Allow adding headers to static website hosting in blob storage
The static website hosting is fantastic, to make this feature even more awesome please allow adding of custom headers like CSP, HSTS etc secure the static website.
This feature would be important for me. I have the following scenarios.
- Cache control headers to expire cache
- content-disposition headers to control the behaviour when an user clicks on a static file like a CSV (download or render inline)
Mark Dommisse commented
Not having this functionality will mean that every pentester will find issues with implementing static website hosting in blob storage.
Justin Musterman commented
static websites is not a production ready product without this feature. shameful.
Weber Ress commented
This is a must feature ! have my vote !
Koen van der Meer commented
This is a must for serious solutions.
Mark Conway commented
As it stands today, hosted sites get an F-rating from https://securityheaders.com
Also, can we have an auto redirect from http to https?
Yaser Mehraban commented
+1000 for this, it's one those items on every security checklist which gets audited
Matt Cotterell commented
This is absolutely crucial for this to be viable for any serious usage.
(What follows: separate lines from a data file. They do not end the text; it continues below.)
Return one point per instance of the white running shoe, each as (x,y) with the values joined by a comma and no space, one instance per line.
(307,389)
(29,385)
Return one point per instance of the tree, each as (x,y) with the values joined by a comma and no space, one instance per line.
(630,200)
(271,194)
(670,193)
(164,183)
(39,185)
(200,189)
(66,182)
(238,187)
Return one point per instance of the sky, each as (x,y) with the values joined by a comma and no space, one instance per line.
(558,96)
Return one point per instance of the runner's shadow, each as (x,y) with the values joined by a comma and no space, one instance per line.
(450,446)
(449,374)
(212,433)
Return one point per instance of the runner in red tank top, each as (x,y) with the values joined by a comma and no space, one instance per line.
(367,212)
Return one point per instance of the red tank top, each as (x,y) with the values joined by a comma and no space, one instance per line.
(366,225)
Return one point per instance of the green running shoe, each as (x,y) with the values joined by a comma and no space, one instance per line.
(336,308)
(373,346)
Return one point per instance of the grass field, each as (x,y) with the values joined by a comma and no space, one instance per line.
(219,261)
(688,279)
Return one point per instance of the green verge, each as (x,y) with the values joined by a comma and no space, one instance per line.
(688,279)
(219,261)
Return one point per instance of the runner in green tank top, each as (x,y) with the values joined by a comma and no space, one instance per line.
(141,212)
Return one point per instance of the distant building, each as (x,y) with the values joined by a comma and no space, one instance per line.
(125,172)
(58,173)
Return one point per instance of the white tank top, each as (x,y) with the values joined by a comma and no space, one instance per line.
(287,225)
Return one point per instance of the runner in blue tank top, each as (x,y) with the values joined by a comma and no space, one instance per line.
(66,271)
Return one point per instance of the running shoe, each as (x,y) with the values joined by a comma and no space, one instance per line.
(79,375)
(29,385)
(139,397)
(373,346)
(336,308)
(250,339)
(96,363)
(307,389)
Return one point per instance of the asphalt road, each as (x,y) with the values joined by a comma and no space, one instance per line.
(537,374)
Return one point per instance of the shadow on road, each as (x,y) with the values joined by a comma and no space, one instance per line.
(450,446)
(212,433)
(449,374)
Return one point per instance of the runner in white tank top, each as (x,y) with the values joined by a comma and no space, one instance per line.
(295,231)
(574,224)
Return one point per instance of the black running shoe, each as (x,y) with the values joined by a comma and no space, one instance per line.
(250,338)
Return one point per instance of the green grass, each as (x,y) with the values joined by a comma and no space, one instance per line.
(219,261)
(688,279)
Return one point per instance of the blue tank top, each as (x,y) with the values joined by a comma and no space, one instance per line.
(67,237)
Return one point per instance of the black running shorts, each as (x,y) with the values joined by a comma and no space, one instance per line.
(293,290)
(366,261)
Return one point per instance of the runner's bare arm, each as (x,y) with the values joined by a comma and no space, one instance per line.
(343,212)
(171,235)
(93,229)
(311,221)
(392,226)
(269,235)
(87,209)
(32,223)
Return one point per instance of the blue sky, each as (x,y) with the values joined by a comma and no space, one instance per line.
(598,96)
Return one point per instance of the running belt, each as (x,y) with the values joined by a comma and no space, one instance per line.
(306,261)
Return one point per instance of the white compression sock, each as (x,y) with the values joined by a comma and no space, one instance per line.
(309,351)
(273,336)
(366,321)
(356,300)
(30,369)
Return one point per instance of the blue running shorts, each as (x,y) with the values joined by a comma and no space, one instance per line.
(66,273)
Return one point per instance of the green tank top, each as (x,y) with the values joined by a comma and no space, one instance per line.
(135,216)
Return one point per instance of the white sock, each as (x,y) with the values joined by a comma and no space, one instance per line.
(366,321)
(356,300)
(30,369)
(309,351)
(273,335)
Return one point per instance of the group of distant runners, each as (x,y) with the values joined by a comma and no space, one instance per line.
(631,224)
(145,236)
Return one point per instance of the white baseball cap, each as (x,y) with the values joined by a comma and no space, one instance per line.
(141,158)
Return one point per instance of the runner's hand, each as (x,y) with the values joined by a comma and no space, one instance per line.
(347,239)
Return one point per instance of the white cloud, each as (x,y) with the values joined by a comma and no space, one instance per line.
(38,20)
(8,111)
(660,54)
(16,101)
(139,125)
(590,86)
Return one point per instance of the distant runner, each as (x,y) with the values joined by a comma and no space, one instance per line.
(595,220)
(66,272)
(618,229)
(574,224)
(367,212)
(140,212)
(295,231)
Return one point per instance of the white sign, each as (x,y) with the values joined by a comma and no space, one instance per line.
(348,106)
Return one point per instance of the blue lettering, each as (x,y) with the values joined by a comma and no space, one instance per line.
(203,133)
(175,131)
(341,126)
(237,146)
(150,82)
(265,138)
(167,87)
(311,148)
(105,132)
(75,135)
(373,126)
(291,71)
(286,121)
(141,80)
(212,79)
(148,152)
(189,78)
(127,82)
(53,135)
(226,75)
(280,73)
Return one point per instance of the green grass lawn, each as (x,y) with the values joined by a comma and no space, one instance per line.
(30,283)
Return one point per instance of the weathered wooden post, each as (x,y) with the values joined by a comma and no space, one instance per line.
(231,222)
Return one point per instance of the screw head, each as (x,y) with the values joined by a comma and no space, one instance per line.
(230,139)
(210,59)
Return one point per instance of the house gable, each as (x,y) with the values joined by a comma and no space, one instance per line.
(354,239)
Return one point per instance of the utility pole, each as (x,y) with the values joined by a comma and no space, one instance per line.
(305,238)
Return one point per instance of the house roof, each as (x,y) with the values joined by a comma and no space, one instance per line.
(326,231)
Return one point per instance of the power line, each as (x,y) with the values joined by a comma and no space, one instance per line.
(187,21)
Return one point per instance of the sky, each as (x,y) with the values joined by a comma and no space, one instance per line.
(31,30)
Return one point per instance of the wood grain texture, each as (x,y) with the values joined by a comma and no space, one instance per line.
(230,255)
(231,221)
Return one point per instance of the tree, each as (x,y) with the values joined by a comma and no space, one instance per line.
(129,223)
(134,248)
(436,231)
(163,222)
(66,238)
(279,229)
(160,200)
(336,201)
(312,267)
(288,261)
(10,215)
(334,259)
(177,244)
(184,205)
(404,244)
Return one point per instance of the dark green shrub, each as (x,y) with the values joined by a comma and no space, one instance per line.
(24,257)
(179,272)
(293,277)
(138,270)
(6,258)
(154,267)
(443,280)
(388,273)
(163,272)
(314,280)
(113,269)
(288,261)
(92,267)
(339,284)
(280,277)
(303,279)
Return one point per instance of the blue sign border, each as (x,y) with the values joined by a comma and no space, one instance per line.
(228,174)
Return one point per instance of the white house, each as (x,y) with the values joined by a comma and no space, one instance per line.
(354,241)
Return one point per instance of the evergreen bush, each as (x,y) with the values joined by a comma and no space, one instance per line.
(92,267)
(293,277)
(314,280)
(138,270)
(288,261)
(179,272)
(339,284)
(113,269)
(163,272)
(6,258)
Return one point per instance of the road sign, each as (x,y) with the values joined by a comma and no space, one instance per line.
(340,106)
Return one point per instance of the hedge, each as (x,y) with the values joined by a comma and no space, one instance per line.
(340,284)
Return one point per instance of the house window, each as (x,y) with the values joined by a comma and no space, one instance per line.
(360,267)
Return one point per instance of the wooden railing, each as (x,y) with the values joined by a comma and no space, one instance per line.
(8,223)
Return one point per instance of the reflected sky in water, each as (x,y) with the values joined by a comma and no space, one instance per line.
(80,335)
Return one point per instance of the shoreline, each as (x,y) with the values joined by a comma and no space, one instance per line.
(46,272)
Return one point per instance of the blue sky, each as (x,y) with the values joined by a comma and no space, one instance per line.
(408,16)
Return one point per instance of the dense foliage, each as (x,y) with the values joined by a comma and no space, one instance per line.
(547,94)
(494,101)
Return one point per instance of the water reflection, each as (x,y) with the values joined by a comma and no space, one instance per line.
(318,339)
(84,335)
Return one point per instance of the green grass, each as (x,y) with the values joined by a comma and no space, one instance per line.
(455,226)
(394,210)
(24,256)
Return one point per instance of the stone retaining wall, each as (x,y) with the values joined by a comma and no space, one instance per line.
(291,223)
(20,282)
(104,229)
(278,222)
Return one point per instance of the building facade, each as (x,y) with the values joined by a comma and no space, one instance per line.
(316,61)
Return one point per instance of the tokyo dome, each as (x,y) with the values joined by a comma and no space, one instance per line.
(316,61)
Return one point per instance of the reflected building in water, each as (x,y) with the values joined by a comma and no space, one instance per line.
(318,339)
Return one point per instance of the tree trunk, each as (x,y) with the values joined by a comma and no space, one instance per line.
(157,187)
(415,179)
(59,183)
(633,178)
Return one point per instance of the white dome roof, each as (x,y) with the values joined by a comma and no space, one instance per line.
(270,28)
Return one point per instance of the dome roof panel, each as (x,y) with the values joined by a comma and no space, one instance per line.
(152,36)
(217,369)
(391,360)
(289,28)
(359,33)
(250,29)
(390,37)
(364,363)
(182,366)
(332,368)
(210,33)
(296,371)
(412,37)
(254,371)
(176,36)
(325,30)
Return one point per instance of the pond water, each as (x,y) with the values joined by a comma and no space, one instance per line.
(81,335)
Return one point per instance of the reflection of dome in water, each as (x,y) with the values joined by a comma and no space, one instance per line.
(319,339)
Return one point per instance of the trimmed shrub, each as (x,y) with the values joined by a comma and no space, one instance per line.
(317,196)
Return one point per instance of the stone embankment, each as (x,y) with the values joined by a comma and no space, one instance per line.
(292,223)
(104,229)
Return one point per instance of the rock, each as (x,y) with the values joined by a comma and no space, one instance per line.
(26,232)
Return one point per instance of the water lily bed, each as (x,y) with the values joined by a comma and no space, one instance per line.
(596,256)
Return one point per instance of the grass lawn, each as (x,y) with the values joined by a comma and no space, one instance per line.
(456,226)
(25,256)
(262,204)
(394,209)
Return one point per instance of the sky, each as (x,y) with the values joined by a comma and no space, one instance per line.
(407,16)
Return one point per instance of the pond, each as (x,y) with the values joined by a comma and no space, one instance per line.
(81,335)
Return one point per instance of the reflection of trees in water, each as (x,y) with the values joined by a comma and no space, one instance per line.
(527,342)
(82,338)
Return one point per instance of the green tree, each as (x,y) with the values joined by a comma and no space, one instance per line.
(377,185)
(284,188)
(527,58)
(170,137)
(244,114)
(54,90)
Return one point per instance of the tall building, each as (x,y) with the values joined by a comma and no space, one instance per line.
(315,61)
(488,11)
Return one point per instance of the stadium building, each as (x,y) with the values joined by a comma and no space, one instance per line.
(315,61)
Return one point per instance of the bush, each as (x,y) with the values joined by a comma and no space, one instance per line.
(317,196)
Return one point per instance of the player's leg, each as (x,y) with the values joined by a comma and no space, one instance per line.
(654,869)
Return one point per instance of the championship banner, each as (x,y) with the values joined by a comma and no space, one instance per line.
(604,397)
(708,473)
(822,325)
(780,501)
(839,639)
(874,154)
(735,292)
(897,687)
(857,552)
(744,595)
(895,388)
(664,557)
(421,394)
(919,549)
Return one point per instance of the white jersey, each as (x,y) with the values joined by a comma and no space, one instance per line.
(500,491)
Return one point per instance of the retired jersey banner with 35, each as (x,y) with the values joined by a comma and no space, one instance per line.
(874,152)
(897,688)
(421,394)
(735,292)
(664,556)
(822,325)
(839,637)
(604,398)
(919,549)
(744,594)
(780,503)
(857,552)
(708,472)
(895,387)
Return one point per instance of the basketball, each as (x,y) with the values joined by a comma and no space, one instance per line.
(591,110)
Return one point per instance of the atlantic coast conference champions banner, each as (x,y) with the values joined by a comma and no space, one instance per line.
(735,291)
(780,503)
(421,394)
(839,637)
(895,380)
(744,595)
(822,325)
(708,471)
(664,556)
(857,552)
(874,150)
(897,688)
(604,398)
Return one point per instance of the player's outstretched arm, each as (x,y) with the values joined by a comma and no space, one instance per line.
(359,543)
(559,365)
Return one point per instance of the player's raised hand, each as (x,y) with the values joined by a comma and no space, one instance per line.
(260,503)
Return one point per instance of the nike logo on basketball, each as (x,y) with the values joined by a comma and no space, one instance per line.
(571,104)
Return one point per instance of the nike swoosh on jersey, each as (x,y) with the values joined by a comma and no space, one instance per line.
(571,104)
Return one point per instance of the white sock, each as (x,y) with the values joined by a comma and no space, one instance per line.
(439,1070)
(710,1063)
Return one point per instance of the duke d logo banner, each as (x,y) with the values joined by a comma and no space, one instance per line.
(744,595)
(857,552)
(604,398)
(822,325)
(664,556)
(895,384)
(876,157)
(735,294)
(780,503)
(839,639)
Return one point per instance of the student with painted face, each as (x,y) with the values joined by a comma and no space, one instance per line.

Without simple static headers like HSTS, CSP and other security staples, we cannot rely on this.
As a workaround, we can make use of Azure CDN (Verizon Premium) for this (and HTTP->HTTPS redirects) but it is disappointing we have to rely on the most expensive CDN tier to achieve this when it’s a far better fit for Static Websites to handle (and so critical for modern web security).
Mahesh Saini Srijan commented
I also have the requirement to add `X-Frame-Options`, `Content-Security-Policy` and `Content-Type` header for each resource in order to pass the security testing. I would love to have this feature by default in blog storage.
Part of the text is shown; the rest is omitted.